K3000M has it, when will K2000M/K1000M be Supported??

Really frustrated, spent a few grand on a high end laptop (Dell Precision M4700), thinking that upgraded Nvidia card would be fully supported in Linux.

Now I discover that the K3000M has full nvidia-smi capabilities while the K2000M/K1000M might as well be 10 years old (i.e. card capabilities list a bunch of N/As).

When will these cards be fully supported like the K3000M?

Unbelievable that with a GeForce GT 330M and old 173.xx driver I could UNDERCLOCK the card, saving power, extending battery life and reducing heat (read: quiet machine), and now with the latest and greatest driver and a new Nvidia card I find myself completely handcuffed, can do NOTHING to manage power consumption.

Please give an ETA on this, GPU fan is driving me nuts (10 degrees hotter than CPU when idle), would have a whisper quiet machine otherwise – c’mon!!

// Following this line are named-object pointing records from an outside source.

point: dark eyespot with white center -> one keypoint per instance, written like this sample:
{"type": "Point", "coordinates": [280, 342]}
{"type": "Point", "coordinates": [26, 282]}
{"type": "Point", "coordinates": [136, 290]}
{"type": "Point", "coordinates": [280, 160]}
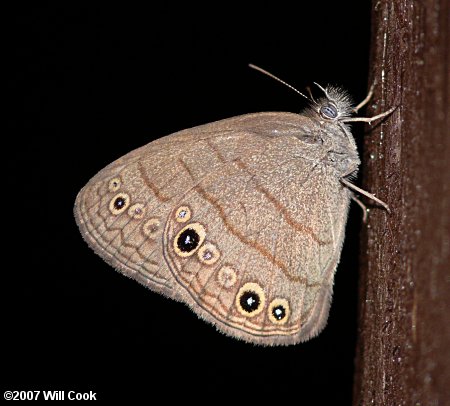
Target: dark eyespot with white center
{"type": "Point", "coordinates": [250, 300]}
{"type": "Point", "coordinates": [189, 239]}
{"type": "Point", "coordinates": [119, 203]}
{"type": "Point", "coordinates": [114, 184]}
{"type": "Point", "coordinates": [183, 214]}
{"type": "Point", "coordinates": [329, 111]}
{"type": "Point", "coordinates": [279, 311]}
{"type": "Point", "coordinates": [208, 254]}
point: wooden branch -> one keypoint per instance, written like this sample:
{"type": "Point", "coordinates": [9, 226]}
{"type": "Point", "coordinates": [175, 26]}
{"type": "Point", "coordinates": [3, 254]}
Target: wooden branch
{"type": "Point", "coordinates": [403, 354]}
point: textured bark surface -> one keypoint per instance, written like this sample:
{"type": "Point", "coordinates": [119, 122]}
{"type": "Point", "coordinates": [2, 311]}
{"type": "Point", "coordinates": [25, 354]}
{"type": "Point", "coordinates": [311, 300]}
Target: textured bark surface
{"type": "Point", "coordinates": [403, 355]}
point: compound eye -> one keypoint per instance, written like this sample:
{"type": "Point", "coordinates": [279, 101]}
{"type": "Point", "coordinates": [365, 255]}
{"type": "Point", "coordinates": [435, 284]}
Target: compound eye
{"type": "Point", "coordinates": [328, 111]}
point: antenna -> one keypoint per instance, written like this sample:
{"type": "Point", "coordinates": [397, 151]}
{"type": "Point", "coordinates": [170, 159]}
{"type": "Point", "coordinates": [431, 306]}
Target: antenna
{"type": "Point", "coordinates": [279, 80]}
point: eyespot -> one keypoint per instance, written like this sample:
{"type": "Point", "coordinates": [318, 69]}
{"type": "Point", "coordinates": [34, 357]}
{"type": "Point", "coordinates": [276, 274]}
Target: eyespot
{"type": "Point", "coordinates": [227, 276]}
{"type": "Point", "coordinates": [279, 311]}
{"type": "Point", "coordinates": [137, 211]}
{"type": "Point", "coordinates": [114, 184]}
{"type": "Point", "coordinates": [183, 214]}
{"type": "Point", "coordinates": [208, 254]}
{"type": "Point", "coordinates": [151, 227]}
{"type": "Point", "coordinates": [250, 300]}
{"type": "Point", "coordinates": [189, 239]}
{"type": "Point", "coordinates": [329, 111]}
{"type": "Point", "coordinates": [119, 203]}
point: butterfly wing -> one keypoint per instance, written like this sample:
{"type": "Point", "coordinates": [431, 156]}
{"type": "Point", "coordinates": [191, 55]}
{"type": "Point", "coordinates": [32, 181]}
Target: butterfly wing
{"type": "Point", "coordinates": [230, 219]}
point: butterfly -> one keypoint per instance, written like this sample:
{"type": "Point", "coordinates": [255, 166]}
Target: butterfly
{"type": "Point", "coordinates": [242, 219]}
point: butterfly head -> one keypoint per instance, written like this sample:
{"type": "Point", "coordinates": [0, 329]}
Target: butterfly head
{"type": "Point", "coordinates": [335, 106]}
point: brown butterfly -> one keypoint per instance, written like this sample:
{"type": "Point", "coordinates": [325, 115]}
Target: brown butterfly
{"type": "Point", "coordinates": [242, 219]}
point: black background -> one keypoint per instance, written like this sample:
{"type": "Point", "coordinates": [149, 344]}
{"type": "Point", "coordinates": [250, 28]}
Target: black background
{"type": "Point", "coordinates": [88, 84]}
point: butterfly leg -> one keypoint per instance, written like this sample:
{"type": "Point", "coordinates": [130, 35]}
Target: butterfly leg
{"type": "Point", "coordinates": [362, 205]}
{"type": "Point", "coordinates": [365, 193]}
{"type": "Point", "coordinates": [366, 100]}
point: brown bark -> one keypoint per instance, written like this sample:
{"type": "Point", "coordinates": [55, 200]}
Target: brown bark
{"type": "Point", "coordinates": [403, 354]}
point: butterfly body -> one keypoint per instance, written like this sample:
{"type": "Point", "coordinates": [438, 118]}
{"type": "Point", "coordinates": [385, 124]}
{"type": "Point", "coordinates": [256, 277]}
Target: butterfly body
{"type": "Point", "coordinates": [241, 219]}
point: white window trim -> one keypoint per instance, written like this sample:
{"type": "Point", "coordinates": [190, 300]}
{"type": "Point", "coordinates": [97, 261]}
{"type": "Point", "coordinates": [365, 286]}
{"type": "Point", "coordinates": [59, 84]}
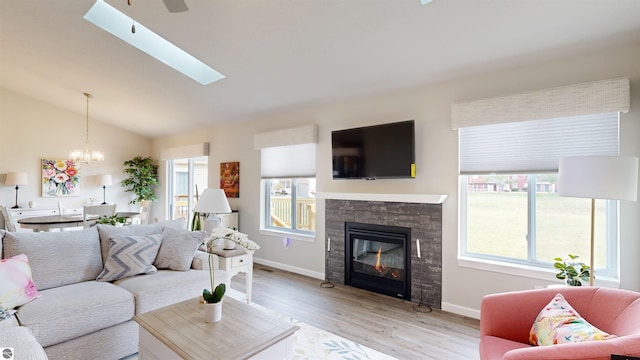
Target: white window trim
{"type": "Point", "coordinates": [264, 230]}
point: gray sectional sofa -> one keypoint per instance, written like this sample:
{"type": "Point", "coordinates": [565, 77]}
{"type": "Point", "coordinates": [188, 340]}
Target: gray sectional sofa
{"type": "Point", "coordinates": [78, 317]}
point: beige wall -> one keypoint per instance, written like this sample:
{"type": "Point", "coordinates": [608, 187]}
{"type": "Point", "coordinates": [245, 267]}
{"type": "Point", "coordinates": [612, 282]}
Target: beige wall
{"type": "Point", "coordinates": [436, 158]}
{"type": "Point", "coordinates": [32, 130]}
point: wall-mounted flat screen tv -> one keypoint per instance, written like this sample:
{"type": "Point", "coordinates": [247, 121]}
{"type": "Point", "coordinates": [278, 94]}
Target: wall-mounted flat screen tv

If you really want to underclock it without depending on any of NVIDIAs support (which probably will never come, as the features you talk about are only supported on their higher end Tesla line of GPUs), you might have to resort to editing the video bios within a BIOS image for that particular laptop. Be mindful that this is dangerous to do if you are not familiar with the process as you can brick your laptop with a bad BIOS flash.

@vacaloca thanks for the feedback, helpful.

If what you say is true, every single Dell M4700 on the planet is affected since K1000M and K2000M are the only upgrade options (from default AMD FirePro chip).

K-rist, over 3 grand on a great machine that is only held back by the graphics driver, not happy ;-(

Anyone have links/references to how to modify the video BIOS?

As it stands these short, click-whirrrrr GPU fan cycles are driving me insane – if I brick the machine at least I’ll have some quiet…

there are some forums over at bios-mods.com and forums.mydigitallife.info that might have related threads on these topics. your google search terms are probably nvidia vbios modify.

Basically the idea is to take a tool that lets you unpack a BIOS into its modules, modify the NVIDIA VBIOS module with the clocks that you want, repack it into a valid BIOS image again, and flash it to your laptop.

Again, if you attempt to do any of this, make sure you are able to blind-flash your laptop bios or have a way or recovering from it – i.e. try to flash the known current BIOS with the blind/recovery procedure successfully before you start messing with repacked BIOS’s.